Good points were made, I don't understand why you guys hate Tom Hess so much? (Well yeah he promotes his site like everybody)

POSTED: 04/23/2009 - 06:55 pm / quote |
merkalos666 :
dude my dad was giving me a whole talk about day jobs, and telling me i'll never make it in music, but this article seems to offer me hope that i can disprove it. thanks for posting this, tom!
POSTED: 04/23/2009 - 07:33 pm / quote |
Zugunruhe :
so his solution is to be a music teacher? thats a little vague, guy. there can only be a certain number of guitar teachers in each town, and not everyone wants to teach twelve year olds sweet child of mine all day.

not to mention that people can enjoy jobs that are unrelated to music, and still have ambition.

not to mention:
point 1: there are other jobs that allow you to work less than full time. music teachers arent unique in that.
point 2: so making less money per year is better? why not just save up enough money that you can take the hit of losing 60k, instead of living hand to mouth all your life and never putting anything away?
pint 3: the kids you teach will come back after a year? not likely. you'll have to start all over, but without any respectable job history that gets you a high paying job.
point 4: you would probably have to work more hours as a guitar teacher, because you are making less per hour.

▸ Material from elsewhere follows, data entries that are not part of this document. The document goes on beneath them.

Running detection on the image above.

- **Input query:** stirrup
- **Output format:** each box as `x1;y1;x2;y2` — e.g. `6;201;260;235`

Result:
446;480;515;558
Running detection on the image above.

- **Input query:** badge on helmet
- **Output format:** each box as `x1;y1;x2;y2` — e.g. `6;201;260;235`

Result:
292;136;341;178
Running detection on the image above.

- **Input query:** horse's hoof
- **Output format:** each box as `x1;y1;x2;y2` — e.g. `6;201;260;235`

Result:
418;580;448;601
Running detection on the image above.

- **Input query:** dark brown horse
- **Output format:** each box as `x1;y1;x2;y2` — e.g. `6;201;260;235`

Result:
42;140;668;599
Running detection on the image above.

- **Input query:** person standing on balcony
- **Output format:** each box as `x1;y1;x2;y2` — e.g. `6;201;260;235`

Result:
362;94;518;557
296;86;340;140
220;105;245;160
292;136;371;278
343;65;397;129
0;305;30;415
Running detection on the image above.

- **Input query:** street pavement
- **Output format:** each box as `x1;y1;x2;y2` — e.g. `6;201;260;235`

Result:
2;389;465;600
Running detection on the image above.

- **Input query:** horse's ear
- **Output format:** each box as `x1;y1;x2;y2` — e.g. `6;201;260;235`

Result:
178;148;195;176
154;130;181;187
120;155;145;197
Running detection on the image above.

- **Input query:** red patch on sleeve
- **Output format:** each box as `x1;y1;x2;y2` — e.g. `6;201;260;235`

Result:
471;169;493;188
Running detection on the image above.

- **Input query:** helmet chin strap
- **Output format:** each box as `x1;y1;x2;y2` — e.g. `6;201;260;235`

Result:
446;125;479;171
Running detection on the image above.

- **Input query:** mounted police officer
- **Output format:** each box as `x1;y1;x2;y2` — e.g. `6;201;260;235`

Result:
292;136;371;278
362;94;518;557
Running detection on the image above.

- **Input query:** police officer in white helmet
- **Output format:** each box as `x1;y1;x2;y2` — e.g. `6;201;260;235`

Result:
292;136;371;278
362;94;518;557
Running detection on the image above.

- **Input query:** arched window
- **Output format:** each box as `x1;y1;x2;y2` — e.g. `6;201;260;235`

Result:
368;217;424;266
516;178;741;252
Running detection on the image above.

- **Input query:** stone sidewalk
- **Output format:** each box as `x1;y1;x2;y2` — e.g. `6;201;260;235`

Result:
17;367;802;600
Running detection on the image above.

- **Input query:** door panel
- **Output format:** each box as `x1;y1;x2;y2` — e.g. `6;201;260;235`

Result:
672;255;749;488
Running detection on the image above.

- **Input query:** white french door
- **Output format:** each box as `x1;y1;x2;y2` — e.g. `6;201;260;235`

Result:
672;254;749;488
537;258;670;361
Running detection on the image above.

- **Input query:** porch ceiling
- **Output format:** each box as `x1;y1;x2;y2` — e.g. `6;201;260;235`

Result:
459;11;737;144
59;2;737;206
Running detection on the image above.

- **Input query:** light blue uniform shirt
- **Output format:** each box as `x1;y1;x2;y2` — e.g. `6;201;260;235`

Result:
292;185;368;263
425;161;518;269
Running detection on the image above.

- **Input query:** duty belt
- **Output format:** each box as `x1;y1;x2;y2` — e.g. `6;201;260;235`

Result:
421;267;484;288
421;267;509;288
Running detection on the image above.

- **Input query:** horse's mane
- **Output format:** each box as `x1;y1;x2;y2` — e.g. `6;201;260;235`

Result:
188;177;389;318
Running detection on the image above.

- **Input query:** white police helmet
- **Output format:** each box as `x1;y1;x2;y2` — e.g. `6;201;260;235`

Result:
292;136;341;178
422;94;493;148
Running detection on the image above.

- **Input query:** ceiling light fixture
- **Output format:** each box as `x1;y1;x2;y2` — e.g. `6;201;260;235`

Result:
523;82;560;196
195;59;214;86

yea, brilliant advice, guy.

Zugunruhe, reporting for duty to smash your dreams.


POSTED: 04/23/2009 - 10:01 pm / quote |
SwampAshSpecial :
err,

1.what in this article does the survey not tell you

2.What in this article isn't fairly self explanatory?

POSTED: 07/09/2009 - 07:05 am / quote |
opusthecat :
Sorry man but what a pointless article. The only two types of people that make a living in music are either professionals in the recording/publishing industry itself such as marketing, A&R, etc. and the band members themselves. The professionals usually come from upper-educated backgrounds in accounting or business degrees and bandmembers usually just work at a gas station or bookstore until they hit it big. Which of these two groups plans an "exit strategy" for entering a career in music? HAHAHA! Oh man I LOL'D for days.

And guitar teachers making good money...whatever, most good teachers have about 20 or so students which averages about $500 a week income...hardly good money.

Sounds to me like Tom Hess is just spouting off a bunch of nonsense he stole from a self-employment consulting site and applied it to a guitar-players site.